You most likely have above-average IQ and education.
You certainly have above-average reading skills. (I employ more complex sentence structures and vocabulary than usually recommended, because I don't write for a broad consumer audience.)
You most definitely have superior knowledge of web design patterns and computer concepts. Even if you're a visual designer or marketer, if you work on Internet projects, you’re a veritable geek compared to normal people.
Given all this, you simply cannot predict how well the average person will use something based on your own personal experience. You're too good.
Why Users Don't Fail As Much
Even average users don't fail as much on an everyday basis as they do when we test them in usability studies.
The reason? Users spend an inordinate amount of time on websites they already know quite well. Furthermore, most of the tasks people do are fairly simple things they’ve done many times before on the same site, such as checking news headlines, scanning Facebook updates, or seeing whether their paycheck has been deposited into their bank account.
This is why users hate change: they've finally learned how to perform common tasks on the sites they visit the most. They therefore have a high success rate on these tasks—assuming the site design stays the same.

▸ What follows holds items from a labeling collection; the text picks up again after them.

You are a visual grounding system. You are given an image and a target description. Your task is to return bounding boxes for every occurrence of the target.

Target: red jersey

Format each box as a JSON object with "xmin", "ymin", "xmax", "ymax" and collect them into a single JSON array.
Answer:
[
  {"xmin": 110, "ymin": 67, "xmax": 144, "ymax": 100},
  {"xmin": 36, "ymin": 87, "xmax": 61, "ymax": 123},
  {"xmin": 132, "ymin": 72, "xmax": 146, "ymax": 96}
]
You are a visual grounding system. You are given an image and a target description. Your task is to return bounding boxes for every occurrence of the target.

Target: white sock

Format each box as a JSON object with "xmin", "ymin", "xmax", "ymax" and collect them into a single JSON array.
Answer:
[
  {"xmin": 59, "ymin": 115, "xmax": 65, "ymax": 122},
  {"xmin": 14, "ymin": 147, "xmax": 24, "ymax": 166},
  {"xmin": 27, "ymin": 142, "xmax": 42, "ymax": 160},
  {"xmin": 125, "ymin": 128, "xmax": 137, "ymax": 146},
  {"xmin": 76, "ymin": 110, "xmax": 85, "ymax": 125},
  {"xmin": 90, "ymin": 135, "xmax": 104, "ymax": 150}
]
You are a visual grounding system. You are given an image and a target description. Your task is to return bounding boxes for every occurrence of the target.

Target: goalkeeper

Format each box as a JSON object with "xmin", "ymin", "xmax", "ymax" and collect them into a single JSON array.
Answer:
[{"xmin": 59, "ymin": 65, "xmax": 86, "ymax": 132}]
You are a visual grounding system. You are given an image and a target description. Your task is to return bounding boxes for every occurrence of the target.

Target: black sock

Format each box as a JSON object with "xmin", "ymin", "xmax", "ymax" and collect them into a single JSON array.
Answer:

(This is not a reason to avoid all redesigns. Just because users are capable of doing something doesn't mean that they can do it well; still, you should be conservative, and you shouldn’t change the UI for the sake of change itself.)
I don't have an exact number, but based on observing users' free-form behavior in field studies, repeating well-known tasks probably accounts for about 90% of users' time online. So, users are trying something new only about 10% of the time.
For simplicity's sake, let's go with these percentages, and furthermore say that users achieve 100% success on their well-known tasks and 80% success on the new tasks. Under these assumptions, the everyday user experience will have a 98% success rate averaged across all tasks—new and old alike, weighted by how often they're performed.
So why worry about usability if the everyday user experience is so much better than what we measure in the usability lab?
One reason: People won’t become experienced users of a design if they fail at being first-time users of that design.
For sure, this is true for websites: if a site is too difficult or frustrating to use, people leave and try the next site down on the SERP.
If the task or application is very important to users, they might try harder and make it past a few failures. Still, the point remains: something with poor early-use usability will not become a favorite destination that people return to again and again.